— Борис, ужинать!
У бивака Курносов видит освещенное пламенем красное лицо рыжего майора («Ему ужасно не идет мятая кепка», — думает Борис...), слышит слова доцента, который роется в рюкзаке:
— Убедил, убедил, Саша, «Зауэр» лучше.
— Так вы не на политическую тему спорили? — удивляется, смеясь, Борис.
— Начинали-то с политики, тоже смеется Виктор, устанавливая на газету снятый с огня котелок, — да перешли к цирку, потом о нравственности поспорили, а напоследок насчет достоинства ружей сцепились.
— Тебе налить, Борис? — спросил доцент, извлекая из рюкзака белую пластмассовую флягу и свинчивая колпачок.
— Налей, Ильич, — Борис пододвигается к котелку и вдыхает аппетитный аромат «шулюма».
Когда над голубым блюдцем озера появилась, все ширясь, оранжевая полоса зари, Борис глянул на часы, переломил ружье, извлек из казенника неиспользованные патроны и закричал:
— Фини-и-и-ш!
Слева стукнул выстрел, и по глади озера донесся недовольный голос майора Серединцева:
— Чего орешь?
Через полчаса все сидели в машине.
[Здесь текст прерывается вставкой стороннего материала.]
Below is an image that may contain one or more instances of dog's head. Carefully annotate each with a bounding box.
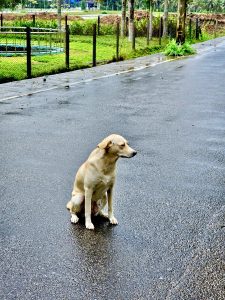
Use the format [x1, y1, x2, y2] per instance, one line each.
[98, 134, 137, 158]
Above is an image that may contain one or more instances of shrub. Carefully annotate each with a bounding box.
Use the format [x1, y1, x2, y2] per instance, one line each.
[164, 39, 195, 56]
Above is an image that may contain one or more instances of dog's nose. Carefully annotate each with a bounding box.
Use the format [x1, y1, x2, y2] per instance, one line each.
[133, 151, 137, 156]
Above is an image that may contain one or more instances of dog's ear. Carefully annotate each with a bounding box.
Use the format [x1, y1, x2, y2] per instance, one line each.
[98, 138, 112, 150]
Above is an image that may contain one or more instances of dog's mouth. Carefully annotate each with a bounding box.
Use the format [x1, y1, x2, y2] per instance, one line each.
[119, 151, 137, 158]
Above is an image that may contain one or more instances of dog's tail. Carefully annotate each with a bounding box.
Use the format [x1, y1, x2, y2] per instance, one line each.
[66, 200, 73, 211]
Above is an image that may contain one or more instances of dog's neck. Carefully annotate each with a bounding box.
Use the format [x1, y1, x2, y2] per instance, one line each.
[99, 152, 119, 174]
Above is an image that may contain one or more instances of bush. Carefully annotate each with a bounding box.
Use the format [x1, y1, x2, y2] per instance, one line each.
[164, 40, 195, 56]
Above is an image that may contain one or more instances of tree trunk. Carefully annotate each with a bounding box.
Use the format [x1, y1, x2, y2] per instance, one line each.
[163, 0, 168, 37]
[57, 0, 62, 30]
[121, 0, 127, 37]
[148, 0, 153, 41]
[129, 0, 134, 42]
[176, 0, 187, 44]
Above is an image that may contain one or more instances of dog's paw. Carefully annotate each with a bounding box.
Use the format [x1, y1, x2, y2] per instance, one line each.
[109, 217, 118, 225]
[98, 210, 109, 219]
[71, 214, 79, 224]
[85, 222, 95, 230]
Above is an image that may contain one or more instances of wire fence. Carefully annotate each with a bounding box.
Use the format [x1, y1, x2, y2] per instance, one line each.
[0, 14, 216, 83]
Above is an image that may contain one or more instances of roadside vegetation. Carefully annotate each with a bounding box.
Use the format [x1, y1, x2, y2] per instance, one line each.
[0, 7, 225, 83]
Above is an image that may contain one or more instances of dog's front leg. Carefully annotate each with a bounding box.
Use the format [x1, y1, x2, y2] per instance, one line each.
[107, 187, 118, 225]
[85, 188, 94, 229]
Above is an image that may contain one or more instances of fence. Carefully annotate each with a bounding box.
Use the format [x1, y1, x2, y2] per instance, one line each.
[0, 13, 216, 83]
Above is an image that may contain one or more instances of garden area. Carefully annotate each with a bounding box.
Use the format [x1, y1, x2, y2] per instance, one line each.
[0, 11, 225, 83]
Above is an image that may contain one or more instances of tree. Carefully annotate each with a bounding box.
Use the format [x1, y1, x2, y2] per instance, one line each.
[121, 0, 127, 37]
[176, 0, 187, 44]
[57, 0, 62, 30]
[163, 0, 168, 37]
[129, 0, 135, 41]
[147, 0, 153, 41]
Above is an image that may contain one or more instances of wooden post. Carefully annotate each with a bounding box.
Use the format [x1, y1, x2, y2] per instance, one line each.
[65, 16, 68, 29]
[131, 24, 136, 50]
[32, 15, 36, 27]
[159, 17, 163, 46]
[1, 14, 3, 27]
[92, 24, 97, 67]
[189, 18, 192, 41]
[116, 22, 120, 61]
[176, 0, 187, 44]
[98, 16, 101, 35]
[65, 25, 70, 69]
[147, 17, 150, 46]
[195, 18, 199, 40]
[26, 27, 31, 78]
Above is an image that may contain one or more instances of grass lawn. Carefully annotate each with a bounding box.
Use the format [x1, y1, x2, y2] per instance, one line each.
[0, 35, 167, 83]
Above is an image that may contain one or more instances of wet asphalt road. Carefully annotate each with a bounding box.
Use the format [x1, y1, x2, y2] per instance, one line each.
[0, 43, 225, 300]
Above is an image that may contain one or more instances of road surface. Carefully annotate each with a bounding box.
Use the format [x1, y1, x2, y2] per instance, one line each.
[0, 43, 225, 300]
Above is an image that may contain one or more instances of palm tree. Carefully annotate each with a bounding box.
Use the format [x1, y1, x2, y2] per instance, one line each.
[163, 0, 168, 37]
[129, 0, 135, 41]
[121, 0, 127, 37]
[176, 0, 187, 44]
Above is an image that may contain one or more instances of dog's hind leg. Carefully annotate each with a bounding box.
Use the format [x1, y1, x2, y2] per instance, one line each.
[67, 194, 84, 224]
[98, 192, 108, 219]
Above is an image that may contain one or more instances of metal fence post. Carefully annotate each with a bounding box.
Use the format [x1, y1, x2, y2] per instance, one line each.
[92, 24, 97, 67]
[65, 25, 70, 69]
[26, 27, 31, 78]
[116, 22, 120, 61]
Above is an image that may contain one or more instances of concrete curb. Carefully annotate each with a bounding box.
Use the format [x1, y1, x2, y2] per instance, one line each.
[0, 37, 225, 102]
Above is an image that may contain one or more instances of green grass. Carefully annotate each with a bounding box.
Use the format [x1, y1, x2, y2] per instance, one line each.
[0, 35, 166, 83]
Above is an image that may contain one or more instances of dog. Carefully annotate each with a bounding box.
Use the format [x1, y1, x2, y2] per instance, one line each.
[67, 134, 137, 229]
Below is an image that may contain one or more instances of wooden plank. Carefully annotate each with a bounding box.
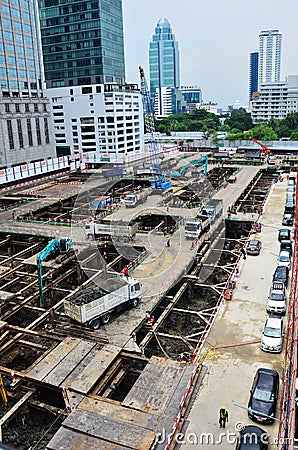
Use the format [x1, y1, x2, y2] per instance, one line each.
[27, 337, 81, 381]
[46, 427, 128, 450]
[78, 397, 157, 431]
[43, 341, 96, 386]
[63, 409, 156, 450]
[71, 344, 120, 394]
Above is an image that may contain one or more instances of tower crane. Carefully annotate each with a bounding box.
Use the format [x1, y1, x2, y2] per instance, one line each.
[139, 67, 172, 190]
[249, 136, 270, 155]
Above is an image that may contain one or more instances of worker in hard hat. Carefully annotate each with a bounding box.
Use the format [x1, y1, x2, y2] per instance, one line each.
[219, 406, 229, 428]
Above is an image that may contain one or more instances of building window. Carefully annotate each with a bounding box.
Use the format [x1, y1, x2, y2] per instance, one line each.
[17, 119, 24, 148]
[7, 120, 14, 150]
[35, 117, 41, 145]
[27, 119, 33, 147]
[43, 117, 50, 144]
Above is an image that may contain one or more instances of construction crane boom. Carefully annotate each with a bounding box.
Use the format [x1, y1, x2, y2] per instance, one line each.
[249, 136, 270, 155]
[37, 238, 72, 308]
[139, 67, 172, 190]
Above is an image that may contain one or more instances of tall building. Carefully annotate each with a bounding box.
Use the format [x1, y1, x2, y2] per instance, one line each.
[38, 0, 125, 88]
[38, 0, 144, 162]
[149, 19, 180, 112]
[248, 51, 259, 102]
[259, 30, 282, 86]
[0, 0, 54, 167]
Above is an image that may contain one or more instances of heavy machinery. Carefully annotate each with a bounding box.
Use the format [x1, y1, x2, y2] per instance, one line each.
[171, 156, 208, 177]
[249, 136, 270, 155]
[37, 237, 72, 308]
[63, 276, 142, 330]
[124, 188, 152, 208]
[139, 67, 172, 190]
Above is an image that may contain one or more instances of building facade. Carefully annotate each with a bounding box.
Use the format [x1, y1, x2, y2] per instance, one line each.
[38, 0, 144, 161]
[38, 0, 125, 88]
[0, 0, 55, 167]
[259, 30, 282, 86]
[45, 84, 144, 162]
[248, 51, 259, 102]
[251, 75, 298, 123]
[149, 19, 180, 115]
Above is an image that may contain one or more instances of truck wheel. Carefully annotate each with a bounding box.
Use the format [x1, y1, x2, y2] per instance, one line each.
[130, 298, 139, 308]
[101, 314, 110, 325]
[90, 319, 100, 330]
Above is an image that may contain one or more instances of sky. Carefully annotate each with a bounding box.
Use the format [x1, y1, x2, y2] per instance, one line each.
[123, 0, 298, 109]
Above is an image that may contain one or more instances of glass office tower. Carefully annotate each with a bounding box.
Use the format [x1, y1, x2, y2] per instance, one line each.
[0, 0, 54, 167]
[38, 0, 125, 88]
[248, 51, 259, 102]
[259, 30, 282, 86]
[149, 19, 180, 99]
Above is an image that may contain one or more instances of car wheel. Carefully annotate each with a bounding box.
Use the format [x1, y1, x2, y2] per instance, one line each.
[90, 319, 100, 330]
[101, 314, 110, 325]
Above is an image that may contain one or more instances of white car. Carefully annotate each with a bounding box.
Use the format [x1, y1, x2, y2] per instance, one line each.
[261, 317, 283, 353]
[277, 250, 291, 270]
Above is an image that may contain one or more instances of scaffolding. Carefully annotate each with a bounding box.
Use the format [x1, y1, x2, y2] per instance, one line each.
[278, 178, 298, 450]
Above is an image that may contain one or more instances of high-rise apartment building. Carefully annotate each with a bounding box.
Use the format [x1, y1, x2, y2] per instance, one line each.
[248, 51, 259, 102]
[0, 0, 54, 167]
[38, 0, 144, 162]
[259, 30, 282, 86]
[149, 19, 180, 115]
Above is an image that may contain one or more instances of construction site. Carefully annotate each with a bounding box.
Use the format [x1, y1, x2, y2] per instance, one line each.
[0, 152, 297, 450]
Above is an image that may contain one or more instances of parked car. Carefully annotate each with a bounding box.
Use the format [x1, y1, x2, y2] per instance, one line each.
[261, 316, 283, 353]
[278, 228, 291, 242]
[266, 282, 287, 315]
[246, 239, 262, 255]
[248, 368, 279, 424]
[235, 425, 269, 450]
[277, 250, 291, 270]
[280, 241, 293, 256]
[272, 266, 289, 287]
[282, 213, 294, 227]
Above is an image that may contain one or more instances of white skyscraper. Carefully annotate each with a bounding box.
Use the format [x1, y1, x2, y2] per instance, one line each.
[259, 30, 282, 86]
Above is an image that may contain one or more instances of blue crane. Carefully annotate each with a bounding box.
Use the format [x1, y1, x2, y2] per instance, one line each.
[171, 155, 208, 177]
[139, 67, 172, 190]
[37, 238, 72, 308]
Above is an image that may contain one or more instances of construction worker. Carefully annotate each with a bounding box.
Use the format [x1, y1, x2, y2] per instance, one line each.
[167, 235, 171, 247]
[219, 406, 229, 428]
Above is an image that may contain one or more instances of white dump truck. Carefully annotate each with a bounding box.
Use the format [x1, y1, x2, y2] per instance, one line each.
[184, 216, 211, 239]
[64, 276, 142, 330]
[84, 220, 138, 241]
[124, 188, 152, 208]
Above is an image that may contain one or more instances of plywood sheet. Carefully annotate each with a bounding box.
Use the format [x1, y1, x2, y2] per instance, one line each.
[43, 341, 96, 386]
[63, 409, 156, 450]
[71, 344, 119, 394]
[27, 337, 81, 381]
[122, 357, 185, 414]
[78, 397, 158, 430]
[46, 427, 128, 450]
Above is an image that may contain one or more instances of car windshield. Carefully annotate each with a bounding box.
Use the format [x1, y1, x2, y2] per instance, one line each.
[264, 327, 281, 338]
[270, 292, 284, 300]
[254, 387, 274, 403]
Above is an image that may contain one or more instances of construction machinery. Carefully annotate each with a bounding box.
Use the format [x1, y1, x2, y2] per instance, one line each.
[171, 155, 208, 177]
[139, 67, 172, 190]
[249, 136, 270, 155]
[63, 274, 142, 330]
[37, 237, 72, 308]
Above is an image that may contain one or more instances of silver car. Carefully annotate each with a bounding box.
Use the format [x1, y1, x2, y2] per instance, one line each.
[261, 317, 283, 353]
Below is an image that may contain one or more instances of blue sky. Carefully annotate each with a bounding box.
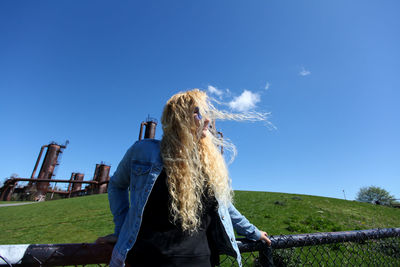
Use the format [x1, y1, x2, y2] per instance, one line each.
[0, 0, 400, 199]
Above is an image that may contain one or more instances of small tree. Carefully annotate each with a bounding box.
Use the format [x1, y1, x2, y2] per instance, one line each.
[356, 186, 394, 205]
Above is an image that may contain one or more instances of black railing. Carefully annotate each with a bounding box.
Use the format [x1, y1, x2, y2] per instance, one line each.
[0, 228, 400, 267]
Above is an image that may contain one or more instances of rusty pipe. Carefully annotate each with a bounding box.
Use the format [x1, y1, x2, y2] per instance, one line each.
[139, 121, 146, 140]
[31, 145, 48, 179]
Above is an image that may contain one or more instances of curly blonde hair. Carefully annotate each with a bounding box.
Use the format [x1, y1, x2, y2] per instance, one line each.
[161, 89, 268, 232]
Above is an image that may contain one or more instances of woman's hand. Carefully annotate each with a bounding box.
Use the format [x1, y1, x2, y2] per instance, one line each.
[260, 231, 271, 246]
[94, 234, 118, 244]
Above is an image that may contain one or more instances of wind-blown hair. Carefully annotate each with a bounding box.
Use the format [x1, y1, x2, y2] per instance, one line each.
[161, 89, 267, 232]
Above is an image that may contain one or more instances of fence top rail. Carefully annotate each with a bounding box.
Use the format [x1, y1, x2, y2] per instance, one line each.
[0, 228, 400, 266]
[271, 228, 400, 249]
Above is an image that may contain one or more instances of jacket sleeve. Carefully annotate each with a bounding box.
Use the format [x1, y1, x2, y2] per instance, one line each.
[108, 147, 132, 236]
[228, 203, 261, 241]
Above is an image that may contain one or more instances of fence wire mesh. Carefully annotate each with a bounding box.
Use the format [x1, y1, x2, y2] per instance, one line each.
[0, 228, 400, 267]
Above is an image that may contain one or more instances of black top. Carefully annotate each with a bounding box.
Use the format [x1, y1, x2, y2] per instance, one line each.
[126, 170, 218, 267]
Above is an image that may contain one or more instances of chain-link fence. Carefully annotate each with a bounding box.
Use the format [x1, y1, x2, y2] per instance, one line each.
[0, 228, 400, 267]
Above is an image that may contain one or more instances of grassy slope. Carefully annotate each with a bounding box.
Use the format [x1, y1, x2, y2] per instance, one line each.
[0, 191, 400, 244]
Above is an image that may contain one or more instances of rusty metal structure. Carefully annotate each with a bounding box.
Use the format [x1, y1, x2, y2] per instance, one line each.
[0, 120, 157, 201]
[0, 142, 111, 201]
[139, 116, 157, 140]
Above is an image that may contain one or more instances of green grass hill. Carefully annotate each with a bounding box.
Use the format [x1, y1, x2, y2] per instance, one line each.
[0, 191, 400, 244]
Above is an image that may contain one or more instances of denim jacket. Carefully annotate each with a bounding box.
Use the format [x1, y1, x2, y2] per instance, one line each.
[108, 139, 261, 267]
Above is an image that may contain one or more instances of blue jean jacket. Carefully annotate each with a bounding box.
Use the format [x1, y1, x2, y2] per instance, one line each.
[108, 139, 261, 267]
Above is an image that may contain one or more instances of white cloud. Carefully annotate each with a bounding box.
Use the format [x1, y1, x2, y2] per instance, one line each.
[229, 90, 260, 112]
[207, 85, 223, 96]
[299, 67, 311, 76]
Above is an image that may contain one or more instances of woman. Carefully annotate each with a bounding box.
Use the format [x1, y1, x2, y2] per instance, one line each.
[97, 89, 271, 267]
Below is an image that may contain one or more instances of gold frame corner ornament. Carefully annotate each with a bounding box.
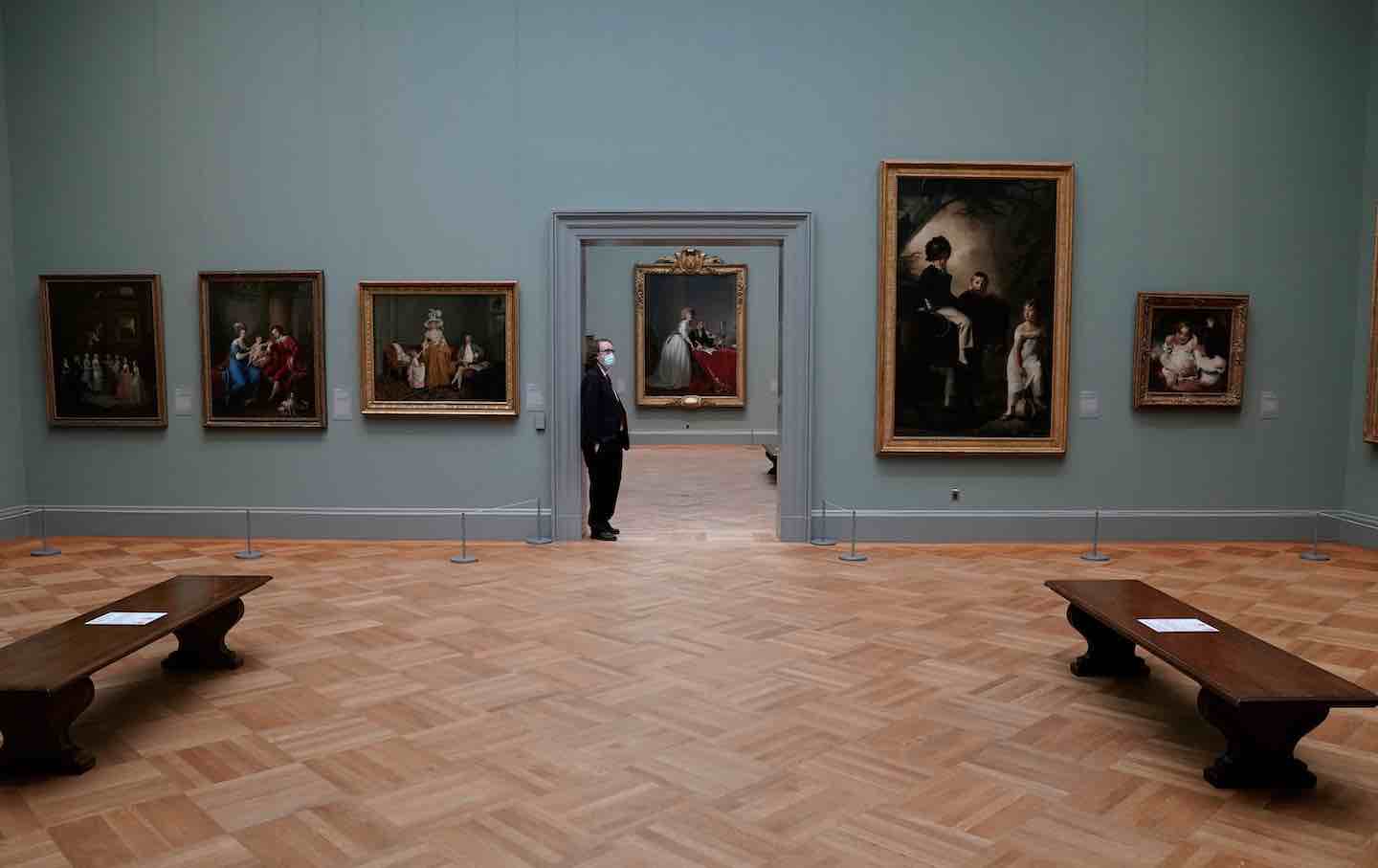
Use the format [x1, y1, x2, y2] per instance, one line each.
[358, 279, 521, 419]
[633, 247, 746, 411]
[875, 160, 1077, 457]
[1131, 292, 1249, 410]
Утренняя зорька была не в пример вечерней — добычливее. Майор и доцент на заднем сиденье газика делились впечатлениями. Борис откинулся на спинку и сквозь дрему попросил:
— Давай, Витя, с ветерком.
— А куда спешить-то? — невозмутимо ответил Никулин.
— Да, понимаешь, одна экспертиза из Ахтубы есть у меня. Следователь очень просил... Хочу поработать...
— Подумаешь! Завтра успеешь.
— Нельзя, быстро надо
Борис плескался под душем, когда в комнате зазвонил телефон. Не успев вытереться, он выскочил из ванной.
— Слушаю...
— Борис Николаевич, хорошо, что ты дома, — голос Самарского был взволнован. — Слушай. Рожков на происшествии, Емельянов, ты знаешь, в отпуске, Демушкин болен. А в Серафимовиче кража. Надо выехать.